Each man was taken out Thursday afternoon in an individual ambulance, escorted by more than a dozen fire and police vehicles with lights flashing. Firefighters along the route held their hands and helmets over their hearts.
The Forest Service has identified the fallen firefighters as 20-year-old Tom Zbyszewski (buh-CHEV’-skee), 26-year-old Andrew Zajac and 31-year-old Richard Wheeler.
Authorities have said the men’s vehicle crashed and flames rolled over them before they could escape.
Twisp Police Chief Paul Budrow says the bodies had been left were they fell Wednesday so investigators could take photographs and map out the scene. A complete investigation is expected to take many weeks.
Whitman College President Kathleen Murray says one of three firefighters who died fighting a fire in Twisp, Washington, was a student at the school.
Murray broke the news about 20-year-old Tom Zbyszewski (buh-CHEV’-skee) to students and staff in an email.
The college says Zbyszewski was a junior studying physics.
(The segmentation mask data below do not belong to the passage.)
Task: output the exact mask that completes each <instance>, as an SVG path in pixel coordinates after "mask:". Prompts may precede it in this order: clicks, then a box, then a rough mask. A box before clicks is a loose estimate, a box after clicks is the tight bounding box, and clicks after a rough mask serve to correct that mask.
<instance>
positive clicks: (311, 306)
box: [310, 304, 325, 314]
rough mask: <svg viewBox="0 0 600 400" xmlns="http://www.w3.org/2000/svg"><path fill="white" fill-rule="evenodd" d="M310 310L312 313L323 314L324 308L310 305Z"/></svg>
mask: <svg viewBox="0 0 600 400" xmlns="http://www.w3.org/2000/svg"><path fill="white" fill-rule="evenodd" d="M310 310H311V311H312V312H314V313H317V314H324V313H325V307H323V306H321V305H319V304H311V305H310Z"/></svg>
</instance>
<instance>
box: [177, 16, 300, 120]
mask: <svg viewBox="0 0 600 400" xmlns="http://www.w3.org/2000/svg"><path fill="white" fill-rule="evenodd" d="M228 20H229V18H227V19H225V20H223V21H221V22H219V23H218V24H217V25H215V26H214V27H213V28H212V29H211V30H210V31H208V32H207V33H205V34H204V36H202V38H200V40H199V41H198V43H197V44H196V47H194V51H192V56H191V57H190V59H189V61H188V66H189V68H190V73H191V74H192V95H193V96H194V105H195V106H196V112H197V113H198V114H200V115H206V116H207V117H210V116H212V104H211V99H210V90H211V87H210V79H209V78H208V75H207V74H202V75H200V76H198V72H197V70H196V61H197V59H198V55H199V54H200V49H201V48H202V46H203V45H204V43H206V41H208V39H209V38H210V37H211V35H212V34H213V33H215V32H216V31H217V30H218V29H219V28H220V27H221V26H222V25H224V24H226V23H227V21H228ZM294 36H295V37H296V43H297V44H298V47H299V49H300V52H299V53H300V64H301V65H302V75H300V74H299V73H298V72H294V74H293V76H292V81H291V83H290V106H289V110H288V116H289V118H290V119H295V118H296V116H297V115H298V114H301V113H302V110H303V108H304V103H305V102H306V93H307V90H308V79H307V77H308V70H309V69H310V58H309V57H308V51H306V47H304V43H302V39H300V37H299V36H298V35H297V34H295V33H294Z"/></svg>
He was very involved in the theater department at the private school in Walla Walla.
He was working with a U.S. Forest Service crew fighting in Okanogan (oh-kah-NAH’-guhn) County, near his hometown of Carlton.
In addition to his love of theater, the school says he also had a passion for the Chinese language.
Authorities have released the names of the three firefighters who were killed when they were overrun by flames in Washington state.
The Forest Service identified the fallen firefighters as Tom Zbyszewski, 20; Andrew Zajac, 26; and Richard Wheeler, 31. No hometowns were released.
Authorities say their vehicle crashed Wednesday and flames rolled over them before they could escape.
Four other firefighters nearby were injured, one critically.
Gov. Jay Inslee says Washington is facing an “unprecedented cataclysm” from the many fires raging across the dry state.
At a Thursday news conference with fire officials in central Washington, Inslee praised the courage of the 3,000 firefighters battling wildfires in the state. He says the state was grieving three firefighters killed Wednesday near Twisp, words echoed by Washington’s U.S. senators and fire managers.
Inslee says the fires “have burned a big hole in our state’s heart.”
The governor says more than 450 square miles were burning in the state this year, an increase from about 390 square miles last year.
Fire officials warned that winds topping 40 miles per hour would complicate efforts Thursday and that the blazes would almost certainly spread.
Authorities say three firefighters killed and four injured were overrun by flames as they battled blazes in the same area of Washington state.
Okanogan County Sheriff Frank Rogers says the three who died were in a vehicle that crashed but that the “crash did not kill them.” His office was investigating the scene Thursday, then will turn it over to federal investigators, who will try to determine how the fire overran the firefighters.
Rogers says homes burned Wednesday night in the Twisp and Winthrop areas, about 115 miles northeast of Seattle, but he did not know how many.
He says it was “a nightmare” that night and that “everything was burning.”
A firefighter critically injured battling blazes in Washington state has burns over about 60 percent of his body.
Officials at Harborview Medical Center in Seattle said Thursday he is a 25-year-old man from Puyallup.
Three firefighters were killed Wednesday and three others injured as crews fought raging wildfires advancing on towns in the north-central part of the state, some of the many blazes burning uncontrolled throughout the arid West.
It’s unclear if all the casualties happened in the same area.
Washington Gov. Jay Inslee was scheduled to speak Thursday morning after getting a briefing from fire officials.